Divide among voice actors deepens as strike continues and tempers flare
By Marco Wutz

It’s an uncertain time in the video game industry and this goes doubly so for voice actors at the moment. SAG-AFTRA has been striking for nine months against companies that refuse to sign on to agreements protecting VAs from having their work used to train AI without consent and it seems like the emotions are starting to run high on both sides.
Jennifer Hale, known from franchises such as Mass Effect and Bayonetta, posted an apology on May 1, 2025, for losing her temper during a meeting about the strike. “I’m heartbroken, for our industry, for our colleagues, and for the countless people affected by this strike,” she wrote. “Our entire ecosystem is hurting. Others are struggling to provide for their families.”
She called for “clarity, compassion, and compromise” at this time with the different parties being “close to a deal.”
— Jennifer Hale (@jhaletweets) May 1, 2025
Other VAs fear that the strike has already done irreparable damage to the industry in the United States. Allegra Clark, known from titles like Genshin Impact and Honkai: Star Rail, said that she is “genuinely scared” about the consequences of the strike, “whether ‘AI wins’ or not.”
She cited the “mistrust, accusations, sabotage, and fractured friendships” the strike and its high stakes have already caused.
“Those stakes mean that everyone is on the edge and everyone is passionate,” she wrote. “But my god, I don’t recognize the industry compared to last year. This is a f*** nightmare, and I think it needs to end.”

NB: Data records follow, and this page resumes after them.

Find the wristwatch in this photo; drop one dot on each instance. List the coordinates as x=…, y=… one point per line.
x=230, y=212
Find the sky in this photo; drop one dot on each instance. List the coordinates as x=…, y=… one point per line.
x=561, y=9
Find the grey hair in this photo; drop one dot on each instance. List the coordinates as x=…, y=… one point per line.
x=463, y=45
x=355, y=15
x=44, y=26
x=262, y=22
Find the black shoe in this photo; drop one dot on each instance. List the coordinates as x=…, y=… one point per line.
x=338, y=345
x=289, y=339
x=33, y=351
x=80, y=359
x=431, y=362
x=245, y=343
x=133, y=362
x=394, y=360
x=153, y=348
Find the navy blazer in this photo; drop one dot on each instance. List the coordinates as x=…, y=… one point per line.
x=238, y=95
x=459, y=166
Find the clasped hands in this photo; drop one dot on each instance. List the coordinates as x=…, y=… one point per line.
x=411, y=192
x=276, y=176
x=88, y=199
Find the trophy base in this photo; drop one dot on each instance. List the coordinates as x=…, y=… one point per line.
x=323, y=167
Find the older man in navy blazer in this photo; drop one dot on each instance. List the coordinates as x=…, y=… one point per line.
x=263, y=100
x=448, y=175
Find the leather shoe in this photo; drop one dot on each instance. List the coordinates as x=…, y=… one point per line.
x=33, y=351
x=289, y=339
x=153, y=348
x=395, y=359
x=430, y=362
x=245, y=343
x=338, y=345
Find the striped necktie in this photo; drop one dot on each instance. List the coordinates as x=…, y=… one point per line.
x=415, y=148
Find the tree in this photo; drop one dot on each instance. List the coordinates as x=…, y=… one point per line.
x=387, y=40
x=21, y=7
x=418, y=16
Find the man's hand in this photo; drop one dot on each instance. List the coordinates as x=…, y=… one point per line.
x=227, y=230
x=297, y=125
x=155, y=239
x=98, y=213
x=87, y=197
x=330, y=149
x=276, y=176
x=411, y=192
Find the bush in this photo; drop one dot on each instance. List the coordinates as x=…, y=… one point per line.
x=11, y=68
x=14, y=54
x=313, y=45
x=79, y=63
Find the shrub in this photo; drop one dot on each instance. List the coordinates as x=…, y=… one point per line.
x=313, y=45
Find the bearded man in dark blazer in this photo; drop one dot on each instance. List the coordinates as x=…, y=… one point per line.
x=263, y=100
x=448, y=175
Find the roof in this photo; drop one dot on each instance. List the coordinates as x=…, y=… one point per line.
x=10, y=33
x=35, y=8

I want a fair contract. I want to know that my voice/performance are being used with my consent. I don't *like* the idea of AI in art, but I also understand that the tech companies that drive game studios need to know that they're not being limited in terms of tech/innovations.
— Allegra Clark (@SimplyAllegra) May 1, 2025
Clark emphasized a point that’s become more and more visible recently: Developers are looking elsewhere for their voice work, either signing recording studios from outside the United States – and this SAG-AFTRA’s influence – or working with studios that work with talents from abroad. HoYoverse, for example, recently signed with a British studio for Genshin Impact’s English dub and has replaced VAs in both the open-world RPG and Zenless Zone Zero.
Recent outbursts by union voice actors against independent talents have fueled the toxic mood that’s become thicker around the strike and sapped at the public support the strike enjoyed until around the beginning of this year.
“I’ve felt like I’ve had to keep my head down for nine months because it always seems like my feelings are contrary to what everyone else is saying,” Clark wrote. “It is a horrible time to be a voice actor right now. I’m constantly bracing myself, wondering who I can trust, who’s talking about me behind my back. Fans don’t trust us. We’ll never fully recover from this.”